11.38am: Ukraine finally rotates workers at Chernobyl, IAEA says
Ukraine has managed to rotate staff working at the Chernobyl nuclear power plant for the first time since Russia seized it last month as it attacked its neighbour, the UN’s nuclear agency said.
Ukraine told the International Atomic Energy Agency that around half of the staff were “finally” able to return to their homes on Sunday after working at the Russian-controlled site for nearly four weeks, IAEA director general Rafael Grossi said.
Those who left were replaced by other Ukrainian staff, Grossi said in a statement late Sunday.
“It is a positive — albeit long overdue — development that some staff at the Chernobyl NPP have now rotated and returned to their families,” Grossi said.
11.11am: At least six dead in overnight bombing of Kyiv mall
At least six people were killed in the overnight bombing of a shopping centre in the Ukrainian capital Kyiv, an AFP journalist said Monday, with rescuers combing the wreckage for other victims.
10.47am: Zelensky says Jerusalem right place for peace talks
"This is the right place for finding peace. If this is possible."

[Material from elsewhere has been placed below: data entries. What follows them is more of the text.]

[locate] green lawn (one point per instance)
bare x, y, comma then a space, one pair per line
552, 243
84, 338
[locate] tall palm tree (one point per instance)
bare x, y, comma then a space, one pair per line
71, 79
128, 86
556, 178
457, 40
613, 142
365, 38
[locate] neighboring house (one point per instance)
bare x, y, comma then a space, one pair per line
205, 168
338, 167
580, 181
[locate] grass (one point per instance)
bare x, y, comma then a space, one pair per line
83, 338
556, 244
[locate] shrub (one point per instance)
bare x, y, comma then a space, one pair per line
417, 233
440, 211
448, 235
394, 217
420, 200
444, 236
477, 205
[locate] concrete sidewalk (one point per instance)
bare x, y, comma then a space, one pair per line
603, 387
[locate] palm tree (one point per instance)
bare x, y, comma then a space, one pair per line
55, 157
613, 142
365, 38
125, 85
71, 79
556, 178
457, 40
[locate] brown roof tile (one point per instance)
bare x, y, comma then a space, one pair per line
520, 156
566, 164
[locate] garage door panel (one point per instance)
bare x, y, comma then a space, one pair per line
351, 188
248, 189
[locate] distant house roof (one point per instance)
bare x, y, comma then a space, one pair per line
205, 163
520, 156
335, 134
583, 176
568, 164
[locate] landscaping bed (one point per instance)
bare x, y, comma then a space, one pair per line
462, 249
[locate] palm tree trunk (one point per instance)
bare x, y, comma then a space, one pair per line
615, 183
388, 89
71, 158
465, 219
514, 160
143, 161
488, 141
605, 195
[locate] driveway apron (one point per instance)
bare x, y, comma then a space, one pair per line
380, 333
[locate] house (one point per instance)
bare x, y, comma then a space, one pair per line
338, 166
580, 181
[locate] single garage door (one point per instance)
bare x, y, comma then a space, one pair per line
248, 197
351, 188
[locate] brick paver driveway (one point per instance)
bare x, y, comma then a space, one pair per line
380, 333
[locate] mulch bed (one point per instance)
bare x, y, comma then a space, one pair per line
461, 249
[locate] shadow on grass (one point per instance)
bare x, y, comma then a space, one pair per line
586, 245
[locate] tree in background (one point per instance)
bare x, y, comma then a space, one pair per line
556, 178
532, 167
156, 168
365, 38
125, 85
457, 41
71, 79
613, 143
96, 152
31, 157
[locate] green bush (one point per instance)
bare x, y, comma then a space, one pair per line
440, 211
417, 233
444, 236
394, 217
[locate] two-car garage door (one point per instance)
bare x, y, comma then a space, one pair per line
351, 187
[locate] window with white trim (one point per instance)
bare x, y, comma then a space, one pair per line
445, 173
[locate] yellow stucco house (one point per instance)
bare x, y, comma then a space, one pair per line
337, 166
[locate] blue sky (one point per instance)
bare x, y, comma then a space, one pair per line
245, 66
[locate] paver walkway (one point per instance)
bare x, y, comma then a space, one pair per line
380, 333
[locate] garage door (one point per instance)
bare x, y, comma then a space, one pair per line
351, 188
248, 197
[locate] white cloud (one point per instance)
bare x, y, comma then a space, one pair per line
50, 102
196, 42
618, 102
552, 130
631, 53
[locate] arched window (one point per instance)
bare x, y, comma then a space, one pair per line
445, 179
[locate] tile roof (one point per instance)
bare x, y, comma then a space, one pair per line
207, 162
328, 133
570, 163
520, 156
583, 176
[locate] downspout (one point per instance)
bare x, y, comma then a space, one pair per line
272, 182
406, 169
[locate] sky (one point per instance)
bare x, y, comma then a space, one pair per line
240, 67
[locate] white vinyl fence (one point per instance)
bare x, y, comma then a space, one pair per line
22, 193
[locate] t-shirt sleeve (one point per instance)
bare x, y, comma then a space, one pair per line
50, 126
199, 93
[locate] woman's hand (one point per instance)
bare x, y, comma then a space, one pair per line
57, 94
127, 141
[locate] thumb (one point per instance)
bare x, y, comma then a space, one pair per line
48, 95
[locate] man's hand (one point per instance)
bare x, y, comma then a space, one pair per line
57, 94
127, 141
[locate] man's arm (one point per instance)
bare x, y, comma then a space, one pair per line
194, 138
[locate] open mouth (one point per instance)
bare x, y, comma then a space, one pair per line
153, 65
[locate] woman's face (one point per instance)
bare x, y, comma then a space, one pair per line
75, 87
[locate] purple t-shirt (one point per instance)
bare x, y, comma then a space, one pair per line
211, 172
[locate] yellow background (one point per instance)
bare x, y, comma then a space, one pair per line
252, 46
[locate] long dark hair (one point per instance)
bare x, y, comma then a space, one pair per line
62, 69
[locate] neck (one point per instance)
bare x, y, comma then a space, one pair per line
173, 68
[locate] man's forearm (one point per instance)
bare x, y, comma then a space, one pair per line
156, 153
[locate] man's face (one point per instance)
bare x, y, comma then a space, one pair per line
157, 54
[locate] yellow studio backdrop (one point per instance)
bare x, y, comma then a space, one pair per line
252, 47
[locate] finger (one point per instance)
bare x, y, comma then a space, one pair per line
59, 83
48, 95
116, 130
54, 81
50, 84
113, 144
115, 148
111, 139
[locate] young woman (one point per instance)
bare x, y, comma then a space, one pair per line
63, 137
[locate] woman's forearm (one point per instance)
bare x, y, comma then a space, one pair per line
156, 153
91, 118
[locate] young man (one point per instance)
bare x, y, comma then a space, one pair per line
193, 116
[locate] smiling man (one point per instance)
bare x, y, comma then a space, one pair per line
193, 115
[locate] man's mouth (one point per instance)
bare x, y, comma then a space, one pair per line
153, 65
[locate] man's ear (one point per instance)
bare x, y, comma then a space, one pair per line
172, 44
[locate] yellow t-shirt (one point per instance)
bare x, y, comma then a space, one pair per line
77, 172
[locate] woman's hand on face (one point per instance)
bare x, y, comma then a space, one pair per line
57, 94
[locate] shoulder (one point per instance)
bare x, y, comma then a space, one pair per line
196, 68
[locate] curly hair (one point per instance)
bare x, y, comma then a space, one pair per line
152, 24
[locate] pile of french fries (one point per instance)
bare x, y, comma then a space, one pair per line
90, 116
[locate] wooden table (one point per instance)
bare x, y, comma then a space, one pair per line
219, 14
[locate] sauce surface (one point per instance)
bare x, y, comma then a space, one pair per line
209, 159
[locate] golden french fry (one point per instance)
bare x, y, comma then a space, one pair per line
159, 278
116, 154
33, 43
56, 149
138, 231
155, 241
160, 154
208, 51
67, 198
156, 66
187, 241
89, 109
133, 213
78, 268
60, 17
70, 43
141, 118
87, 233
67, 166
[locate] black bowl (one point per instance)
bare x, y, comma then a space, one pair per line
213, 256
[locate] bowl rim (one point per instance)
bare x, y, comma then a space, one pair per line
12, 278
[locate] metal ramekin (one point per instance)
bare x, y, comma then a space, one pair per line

10.21am: UK says bulk of Russian forces more than 25km from centre of Kyiv
Russian forces advancing on Kyiv from the north-east have stalled and the bulk of its forces remain more than 25 kilometres from the centre of the city, British military intelligence said on Monday.
8.03am: Ammonia leak contaminates area in east Ukraine
An ammonia leak at a chemical plant in the eastern Ukrainian city of Sumy has contaminated an area with a radius of more than 5 kilometers (3 miles), officials said early Monday.
Sumy regional governor Dmytro Zhyvytskyy didn’t say what caused the leak.
The Sumykhimprom plant is on the eastern outskirts of the city, which has a population of about 263,000 and has been regularly shelled by Russian troops in recent weeks.
Authorities urged people in Sumy to breathe through gauze bandages soaked in citric acid.
7.25am: Ukraine rejects Russian ultimatum to surrender Mariupol
Ukraine has rejected an ultimatum to surrender the besieged port city of Mariupol to Russian forces, its deputy prime minister told Ukrainian media Monday.
“There can be no talk of surrendering weapons. We have already informed the Russian side of this,” Iryna Vereshchuk told Ukrainska Pravda newspaper.
“It’s a deliberate manipulation and it’s a real hostage situation,” she added of the demand.
Russia gave the city an ultimatum late Sunday, urging its defenders to surrender before 05:00 am on Monday.
6.32am: Biden to visit Poland on Europe trip this week
President Joe Biden has added a stop in Poland to his trip this week to Europe for urgent talks with NATO and European allies, as Russian forces concentrate their fire upon cities and trapped civilians in a nearly month-old attack on Ukraine.
Biden will first travel to Brussels and then to Poland on Friday to meet with leaders there, press secretary Jen Psaki said in a statement Sunday night.